Tuesday, 9 June 2015

Dave's EU-Turns

A month into Dave's second term at it's handbags at dawn in the Tory party already. What a shame. Rattled by last week's announcement of 50 No-Ultras that they exist, Dave did a characteristic volte-face. In an attempt to appear tough and in control - his re-election campaign did, after all, promise "strong leadership" - he declared that all ministers would have to toe the party line when the referendum comes round. Then, 24 hours later with much gnashing of teeth, he'd changed his mind. Except, of course, all along he'd been "clear" that his threat to use collective cabinet responsibility to squeeze out dissenters was in force only for the period of the renegotiation. Whether there will be a free vote as per Harold Wilson 40 years back is yet to be decided. Nothing to see here then.

The problem with Dave, as this blog has long argued, is that our Prime Minister is a flake. He is a weak leader blessed by two fortuitous circumstances. The first, which is down to him, is his sole discernible talent of looking the part. He's posh without sounding snobby, he speaks plainly, avoids wonkish terms, and does not have the weird Westminster accent many of the front bench opposite has. He appears dynamic and at ease in the company of the big beasts of the international circus, and a lot - too many, as it turned out - think he really does mean well. A countenance absolutely appropriate to our heavily mediatised age. The second are those pesky events, which as Frankie Boyle points out, have almost contrived to make Dave appear as an evil genius.

I've long hoped, forlornly up until now, that Dave will one day be exposed.

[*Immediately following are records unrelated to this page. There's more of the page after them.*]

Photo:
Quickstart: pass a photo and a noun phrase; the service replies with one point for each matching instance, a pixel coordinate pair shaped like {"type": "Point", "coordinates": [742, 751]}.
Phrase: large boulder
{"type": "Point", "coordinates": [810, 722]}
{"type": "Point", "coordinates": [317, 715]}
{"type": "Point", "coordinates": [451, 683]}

That his legion of weaknesses will not so much be unveiled as do a full military tattoo in the parade ground of public perception. It didn't happen in the general election, but the EU negotiations might have him. But it's not terribly clear what Dave's objectives are. This list, gleaned by Policy Network suggests:
* New controls to stop “vast migrations” when new countries join the EU
* Tighter rules to ensure that migrants come to work, not as “tourists planning to cash in on free benefits”
* New powers for “groups” of national Parliaments to block “unwanted EU legislation”
* Freeing businesses from red tape and “excessive interference” by EU rules, as well as “turbo-charging” free trade deals with the USA and Asia
* British police and courts “liberated from unnecessary interference” from the European Convention on Human Rights
* Power “flowing away” from Brussels to Britain rather than “increasingly centralising laws”
* Ensuring that Britain is “no longer subject” to the EU treaty objective of “ever closer union”
If this is the list, there are a couple of problems. Firstly, the European Commission aren't the people to speak to about the European Convention on Human Rights. They are entirely different bodies. 

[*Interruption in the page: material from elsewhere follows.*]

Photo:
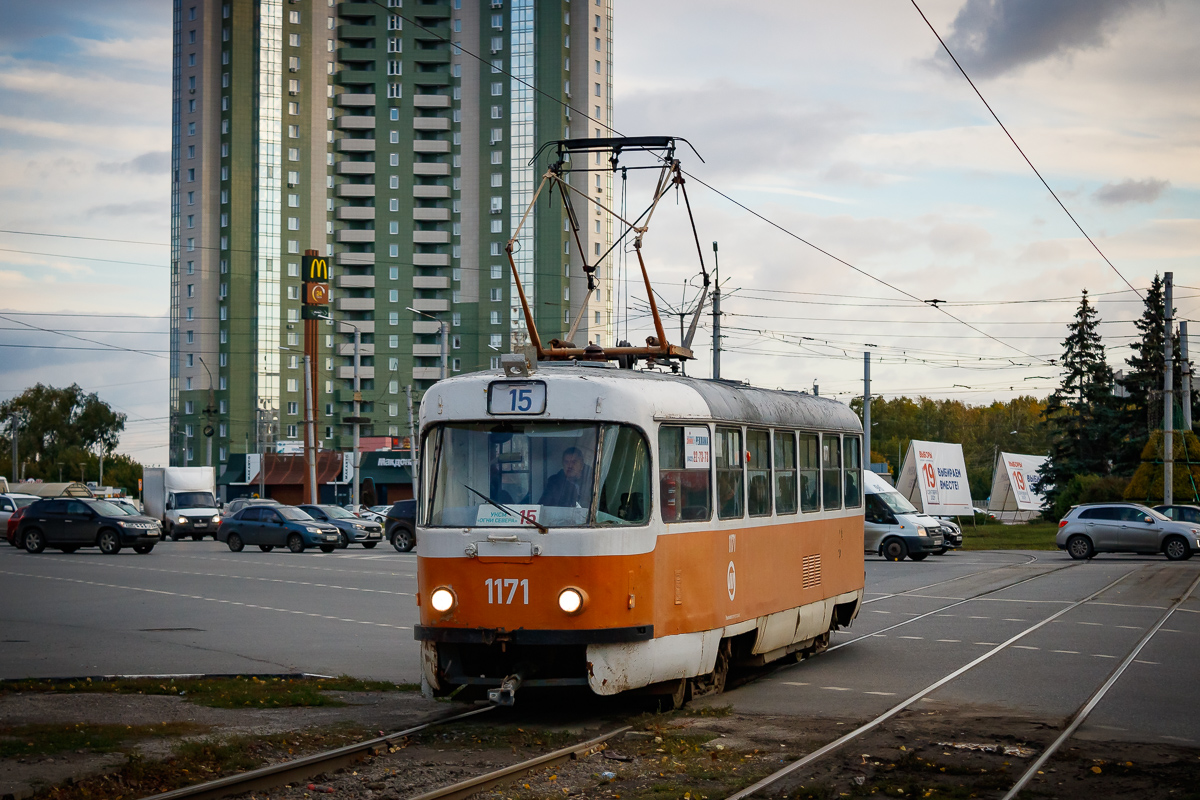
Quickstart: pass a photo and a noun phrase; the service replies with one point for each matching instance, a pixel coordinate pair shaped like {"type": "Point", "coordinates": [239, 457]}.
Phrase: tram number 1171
{"type": "Point", "coordinates": [510, 584]}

Second, when it comes to "unwanted EU legislation" and rules responsible for "excessive influence", Dave will have a tough time. The majority of these laws and regulations are promulgated because the vast beast that is the European single market requires them. For it to work properly, it needs to ensure its legislative underpinnings are standardised and enforced across member states. And, despite what the Europhobes like to think, it's very hard to maintain the existence of a market without a political dynamic developing toward pooled sovereignty. While some eurocrats may dream of a superstate, its DNA is inscribed in the billions of transactions that take place across European frontiers. That in mind, some member states will be mindful of Dave trying to maximise the benefits of being in the world's largest trading bloc while minimising the responsibilities that come with it. If the Tories, for instance, decide EU employment legislation is too "restrictive" and that the right to a decent working environment is so much red tape, are other EU states going to be sanguine about any competitive advantages this affords a semi-detached UK? Definitely not.

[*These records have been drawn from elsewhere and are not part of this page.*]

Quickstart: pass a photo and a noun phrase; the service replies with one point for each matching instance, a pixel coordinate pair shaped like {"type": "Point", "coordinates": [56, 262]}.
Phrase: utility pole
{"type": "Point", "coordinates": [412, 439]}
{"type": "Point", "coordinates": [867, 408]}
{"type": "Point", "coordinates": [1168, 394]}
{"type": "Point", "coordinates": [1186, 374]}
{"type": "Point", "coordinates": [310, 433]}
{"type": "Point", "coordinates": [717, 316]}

And so Dave has allowed himself to concede a set of EU negotiations he cannot possibly achieve. The best he can hope for are some quite marginal tinkering with social security rules here, some free movement delays on new members there. He is entering this completely unnecessary process in bad faith, and this could well be the occasion where - at last - his vapidity is well and truly found out.


jim mclean said...

Not a bad piece but I prefer the Daily Mash one, Dave has morphed into John Major.

jim mclean said...

Apparently it was a victory for the Left, Left votes up, right votes down, problem is multi parties in a FPTP system, transferrable votes maybe.?

Paul said...

A rejection of article 1 of Lisbon on "ever closer union" would be interesting, since the article actually reads:

"This Treaty marks a new stage in the process of creating an ever closer union among the peoples of Europe, in which decisions are taken as openly as possible and as closely as possible to the citizen."

So article 1 makes no claim about closer union between states. It's about pepople, and it's about devolution of decision making.